Tibetan Prisoner Out in Poor Health After Serving Five-Year Term

June 10, 2013

June 6, 2013 - Chinese authorities in Sichuan this week released a Tibetan monk from prison in poor health after he completed a five-year term during which he was tortured for protesting Chinese rule in Tibetan areas, according to a local source.

Tsewang Dragpa, who participated in a 2008 protest in Draggo (in Chinese, Luhuo) county, was released Wednesday, an area resident told RFA’s Tibetan Service on Wednesday.

“His health is not good, and one of his hands has reportedly been injured,” the source said, speaking on condition of anonymity.

Dragpa, believed to be about 25, was detained by police on June 6, 2008 after staging a public protest in Draggo in Sichuan's Kardze (Ganzi) Tibetan Autonomous Prefecture.

Two other monks—Thubten Gyatso, from Minyak, a town in Sichuan’s Tawu (Daofu) county, and Jangchub Nyima, from Yulshul (Yushu) county in Qinghai province—were taken into custody at the same time, the source said.

“They called out that Tibet is independent and demanded economic, religious, and political freedoms,” the source said.

“A large group of police arrived at the scene, and all three monks were detained and taken away,” he said.

'Suffered severely'

After being held for a month in Draggo, the monks were transferred to Dartsedo (Kangding) county, where a Kardze prefecture court sentenced Tsewang Dragpa to a five-year term in prison, Thubten Gyatso to a four-year term, and Jangchub Nyima to a three-year term.

“While being held at Miyang prison, the three monks suffered severely at the hands of security officials at the jail,” RFA’s source said.

No news has been received concerning the release of Gyatso and Nyima.

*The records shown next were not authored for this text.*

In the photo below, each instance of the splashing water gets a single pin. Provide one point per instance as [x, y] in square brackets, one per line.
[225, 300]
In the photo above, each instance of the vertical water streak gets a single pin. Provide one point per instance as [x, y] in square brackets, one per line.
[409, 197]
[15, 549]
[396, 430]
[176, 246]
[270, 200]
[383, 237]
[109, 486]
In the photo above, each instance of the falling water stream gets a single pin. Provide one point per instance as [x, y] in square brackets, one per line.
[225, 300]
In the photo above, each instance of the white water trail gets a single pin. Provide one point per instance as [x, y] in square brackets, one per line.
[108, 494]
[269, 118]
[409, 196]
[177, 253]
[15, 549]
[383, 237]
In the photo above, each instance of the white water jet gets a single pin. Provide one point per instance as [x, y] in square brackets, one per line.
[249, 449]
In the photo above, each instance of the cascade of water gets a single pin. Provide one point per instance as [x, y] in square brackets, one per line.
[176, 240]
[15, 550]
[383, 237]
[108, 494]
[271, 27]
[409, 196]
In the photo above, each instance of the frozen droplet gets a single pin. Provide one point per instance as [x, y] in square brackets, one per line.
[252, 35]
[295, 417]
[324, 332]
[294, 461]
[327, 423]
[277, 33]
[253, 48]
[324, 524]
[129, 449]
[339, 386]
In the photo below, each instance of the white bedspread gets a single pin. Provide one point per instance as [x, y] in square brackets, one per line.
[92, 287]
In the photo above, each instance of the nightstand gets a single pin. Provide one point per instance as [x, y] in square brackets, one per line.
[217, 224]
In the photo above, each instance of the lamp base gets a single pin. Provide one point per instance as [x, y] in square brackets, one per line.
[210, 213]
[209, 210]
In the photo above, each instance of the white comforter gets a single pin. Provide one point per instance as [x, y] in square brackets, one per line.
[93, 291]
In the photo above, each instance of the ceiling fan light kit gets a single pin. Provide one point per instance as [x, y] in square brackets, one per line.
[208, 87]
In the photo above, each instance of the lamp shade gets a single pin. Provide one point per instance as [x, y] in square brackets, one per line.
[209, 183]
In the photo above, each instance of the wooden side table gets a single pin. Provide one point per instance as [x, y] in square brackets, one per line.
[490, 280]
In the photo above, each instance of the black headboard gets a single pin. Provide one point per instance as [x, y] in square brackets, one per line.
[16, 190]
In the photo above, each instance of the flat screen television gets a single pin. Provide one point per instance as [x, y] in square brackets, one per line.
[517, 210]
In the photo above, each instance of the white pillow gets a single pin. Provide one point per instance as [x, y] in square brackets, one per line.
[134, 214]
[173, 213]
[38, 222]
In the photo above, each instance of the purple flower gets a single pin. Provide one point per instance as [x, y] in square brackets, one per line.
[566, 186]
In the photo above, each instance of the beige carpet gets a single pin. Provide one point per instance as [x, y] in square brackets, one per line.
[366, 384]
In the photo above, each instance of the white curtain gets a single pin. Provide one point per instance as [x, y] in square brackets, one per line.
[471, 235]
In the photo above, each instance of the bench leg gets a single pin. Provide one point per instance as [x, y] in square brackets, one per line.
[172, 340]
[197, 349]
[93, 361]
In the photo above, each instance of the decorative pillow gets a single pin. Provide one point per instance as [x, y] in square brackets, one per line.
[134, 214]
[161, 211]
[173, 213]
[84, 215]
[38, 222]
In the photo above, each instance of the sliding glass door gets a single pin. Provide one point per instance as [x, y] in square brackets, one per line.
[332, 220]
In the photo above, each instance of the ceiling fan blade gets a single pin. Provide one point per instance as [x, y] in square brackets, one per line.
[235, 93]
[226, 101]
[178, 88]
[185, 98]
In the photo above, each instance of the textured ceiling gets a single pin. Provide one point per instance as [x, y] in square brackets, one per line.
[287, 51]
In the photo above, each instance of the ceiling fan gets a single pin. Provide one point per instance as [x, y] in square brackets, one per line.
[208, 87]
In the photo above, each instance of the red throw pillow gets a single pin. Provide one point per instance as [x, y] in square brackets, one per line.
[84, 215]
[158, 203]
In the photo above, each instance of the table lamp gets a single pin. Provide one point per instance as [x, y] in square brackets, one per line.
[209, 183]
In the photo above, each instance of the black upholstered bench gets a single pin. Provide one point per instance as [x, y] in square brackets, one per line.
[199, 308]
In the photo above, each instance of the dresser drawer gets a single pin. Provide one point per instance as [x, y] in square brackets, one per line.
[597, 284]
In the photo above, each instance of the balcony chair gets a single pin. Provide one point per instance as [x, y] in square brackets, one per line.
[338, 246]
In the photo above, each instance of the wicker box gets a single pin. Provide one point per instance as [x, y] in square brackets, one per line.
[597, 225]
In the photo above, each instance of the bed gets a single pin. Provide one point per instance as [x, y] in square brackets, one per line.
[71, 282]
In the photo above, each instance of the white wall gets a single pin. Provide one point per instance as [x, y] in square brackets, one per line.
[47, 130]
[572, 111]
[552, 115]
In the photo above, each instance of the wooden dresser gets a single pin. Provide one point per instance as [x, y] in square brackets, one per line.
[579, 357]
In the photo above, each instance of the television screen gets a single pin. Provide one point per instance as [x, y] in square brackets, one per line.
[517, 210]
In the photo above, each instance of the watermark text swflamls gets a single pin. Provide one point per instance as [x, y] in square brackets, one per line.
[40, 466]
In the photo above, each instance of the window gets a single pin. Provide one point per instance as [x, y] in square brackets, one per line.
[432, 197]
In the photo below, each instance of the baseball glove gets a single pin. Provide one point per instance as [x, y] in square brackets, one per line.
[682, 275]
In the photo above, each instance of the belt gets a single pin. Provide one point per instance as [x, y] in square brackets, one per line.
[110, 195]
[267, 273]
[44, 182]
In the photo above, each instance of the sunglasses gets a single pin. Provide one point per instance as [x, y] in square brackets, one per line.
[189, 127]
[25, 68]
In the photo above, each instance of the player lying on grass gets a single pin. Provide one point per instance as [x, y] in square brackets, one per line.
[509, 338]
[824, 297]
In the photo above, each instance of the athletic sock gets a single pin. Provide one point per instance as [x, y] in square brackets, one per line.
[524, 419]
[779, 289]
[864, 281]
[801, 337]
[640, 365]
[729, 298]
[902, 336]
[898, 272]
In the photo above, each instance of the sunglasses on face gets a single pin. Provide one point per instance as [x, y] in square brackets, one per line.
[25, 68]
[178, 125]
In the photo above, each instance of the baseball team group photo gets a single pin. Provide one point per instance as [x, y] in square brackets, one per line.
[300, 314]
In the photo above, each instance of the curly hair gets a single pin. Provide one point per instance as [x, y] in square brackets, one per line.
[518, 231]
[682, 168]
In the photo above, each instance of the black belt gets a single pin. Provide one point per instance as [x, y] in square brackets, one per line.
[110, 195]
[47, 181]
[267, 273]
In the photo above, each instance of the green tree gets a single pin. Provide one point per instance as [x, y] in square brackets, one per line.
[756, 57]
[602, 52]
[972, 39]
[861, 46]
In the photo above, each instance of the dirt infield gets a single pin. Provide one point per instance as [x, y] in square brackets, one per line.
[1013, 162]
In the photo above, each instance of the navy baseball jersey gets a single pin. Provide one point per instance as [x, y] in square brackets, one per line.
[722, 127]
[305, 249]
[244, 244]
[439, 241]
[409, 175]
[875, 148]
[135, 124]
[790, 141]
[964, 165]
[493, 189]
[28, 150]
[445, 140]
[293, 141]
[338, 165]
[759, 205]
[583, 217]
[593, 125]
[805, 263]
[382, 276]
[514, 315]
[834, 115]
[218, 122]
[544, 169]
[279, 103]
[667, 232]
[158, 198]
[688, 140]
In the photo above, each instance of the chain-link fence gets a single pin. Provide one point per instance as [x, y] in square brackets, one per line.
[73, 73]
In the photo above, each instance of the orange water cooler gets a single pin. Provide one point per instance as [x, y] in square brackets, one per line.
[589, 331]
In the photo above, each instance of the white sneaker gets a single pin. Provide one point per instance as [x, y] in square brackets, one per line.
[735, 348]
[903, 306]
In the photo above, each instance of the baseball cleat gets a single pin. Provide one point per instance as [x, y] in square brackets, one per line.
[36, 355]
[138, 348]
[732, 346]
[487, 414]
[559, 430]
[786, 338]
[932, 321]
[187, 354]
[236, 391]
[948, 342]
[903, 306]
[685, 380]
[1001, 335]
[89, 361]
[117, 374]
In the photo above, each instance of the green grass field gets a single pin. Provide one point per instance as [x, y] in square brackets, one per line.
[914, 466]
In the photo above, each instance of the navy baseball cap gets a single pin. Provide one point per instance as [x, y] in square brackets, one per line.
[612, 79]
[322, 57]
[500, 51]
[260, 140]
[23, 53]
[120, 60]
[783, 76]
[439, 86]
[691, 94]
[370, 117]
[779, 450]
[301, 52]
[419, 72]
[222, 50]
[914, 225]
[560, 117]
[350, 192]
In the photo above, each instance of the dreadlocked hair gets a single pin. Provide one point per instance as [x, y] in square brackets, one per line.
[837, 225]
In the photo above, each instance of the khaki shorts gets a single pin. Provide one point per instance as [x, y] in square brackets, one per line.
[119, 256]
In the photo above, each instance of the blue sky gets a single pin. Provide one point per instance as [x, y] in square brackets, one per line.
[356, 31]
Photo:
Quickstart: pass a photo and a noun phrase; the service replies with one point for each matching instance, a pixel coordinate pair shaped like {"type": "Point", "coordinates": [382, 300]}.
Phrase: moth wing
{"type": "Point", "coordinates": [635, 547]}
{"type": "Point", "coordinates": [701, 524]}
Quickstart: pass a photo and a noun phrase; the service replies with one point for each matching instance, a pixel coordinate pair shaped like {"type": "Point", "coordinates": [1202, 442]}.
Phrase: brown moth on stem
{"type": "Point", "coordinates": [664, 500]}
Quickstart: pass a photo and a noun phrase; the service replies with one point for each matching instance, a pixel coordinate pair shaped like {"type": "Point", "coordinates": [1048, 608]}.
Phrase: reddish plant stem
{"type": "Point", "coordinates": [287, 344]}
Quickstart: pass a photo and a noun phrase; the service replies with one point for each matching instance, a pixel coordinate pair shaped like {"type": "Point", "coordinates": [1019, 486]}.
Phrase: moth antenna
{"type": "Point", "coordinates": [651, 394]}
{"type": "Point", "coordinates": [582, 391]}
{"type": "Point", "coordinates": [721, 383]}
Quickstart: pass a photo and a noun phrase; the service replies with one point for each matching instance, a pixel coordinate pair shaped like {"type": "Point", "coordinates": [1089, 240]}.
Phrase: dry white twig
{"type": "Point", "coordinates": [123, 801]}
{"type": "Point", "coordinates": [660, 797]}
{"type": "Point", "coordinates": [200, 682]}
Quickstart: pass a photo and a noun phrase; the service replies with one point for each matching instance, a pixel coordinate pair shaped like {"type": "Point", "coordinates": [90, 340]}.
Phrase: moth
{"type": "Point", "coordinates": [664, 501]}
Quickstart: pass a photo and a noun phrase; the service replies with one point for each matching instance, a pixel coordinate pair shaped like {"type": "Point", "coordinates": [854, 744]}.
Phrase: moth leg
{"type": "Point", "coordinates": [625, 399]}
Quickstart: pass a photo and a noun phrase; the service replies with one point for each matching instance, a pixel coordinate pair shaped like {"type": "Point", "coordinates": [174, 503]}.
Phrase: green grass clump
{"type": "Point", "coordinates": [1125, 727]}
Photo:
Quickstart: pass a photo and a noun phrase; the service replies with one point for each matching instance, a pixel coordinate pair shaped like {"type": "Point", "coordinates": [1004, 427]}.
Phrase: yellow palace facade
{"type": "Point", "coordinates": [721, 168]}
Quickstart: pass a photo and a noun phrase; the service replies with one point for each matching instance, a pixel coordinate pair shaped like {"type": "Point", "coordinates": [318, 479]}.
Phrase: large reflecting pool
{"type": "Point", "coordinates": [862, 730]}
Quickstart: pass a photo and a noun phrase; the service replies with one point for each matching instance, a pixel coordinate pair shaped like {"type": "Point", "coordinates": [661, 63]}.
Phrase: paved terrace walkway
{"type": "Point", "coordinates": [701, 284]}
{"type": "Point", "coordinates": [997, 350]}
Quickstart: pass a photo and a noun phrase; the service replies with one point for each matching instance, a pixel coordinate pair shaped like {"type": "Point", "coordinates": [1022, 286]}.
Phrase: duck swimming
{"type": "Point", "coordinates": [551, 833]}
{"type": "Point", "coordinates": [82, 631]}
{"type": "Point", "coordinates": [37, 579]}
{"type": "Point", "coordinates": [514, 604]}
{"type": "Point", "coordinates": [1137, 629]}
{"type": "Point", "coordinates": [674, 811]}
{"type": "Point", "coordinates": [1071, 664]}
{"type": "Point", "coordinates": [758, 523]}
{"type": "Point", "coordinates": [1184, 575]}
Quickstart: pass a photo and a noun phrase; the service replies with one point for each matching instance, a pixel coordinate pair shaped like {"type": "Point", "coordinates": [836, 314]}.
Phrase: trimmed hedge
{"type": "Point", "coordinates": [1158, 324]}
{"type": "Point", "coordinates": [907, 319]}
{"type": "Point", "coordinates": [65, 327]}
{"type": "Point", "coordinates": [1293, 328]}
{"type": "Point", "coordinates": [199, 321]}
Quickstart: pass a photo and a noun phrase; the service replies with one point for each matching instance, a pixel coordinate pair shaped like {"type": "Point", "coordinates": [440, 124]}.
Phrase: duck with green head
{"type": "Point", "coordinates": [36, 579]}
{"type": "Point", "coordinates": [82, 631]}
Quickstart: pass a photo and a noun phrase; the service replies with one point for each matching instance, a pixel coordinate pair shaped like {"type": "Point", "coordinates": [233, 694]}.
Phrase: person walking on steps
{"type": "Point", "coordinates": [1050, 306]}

The monks’ June 6, 2008 protest came nearly three months after a wave of anti-China protests swept Tibetan regions, prompting a widespread security crackdown.

Sporadic demonstrations and a campaign of self-immolations have continued since then, with 119 Tibetans to date having set themselves ablaze to challenge Chinese rule and call for the return of exiled spiritual leader the Dalai Lama.

China routinely accuses the Dalai Lama and his supporters of orchestrating the burning protests.

But Tibetan exile leaders, while publicly honoring what they call the “sacrifices” made by self-immolators, have denied involvement in the burnings and have called on Tibetans in Tibet to refrain from “drastic actions.”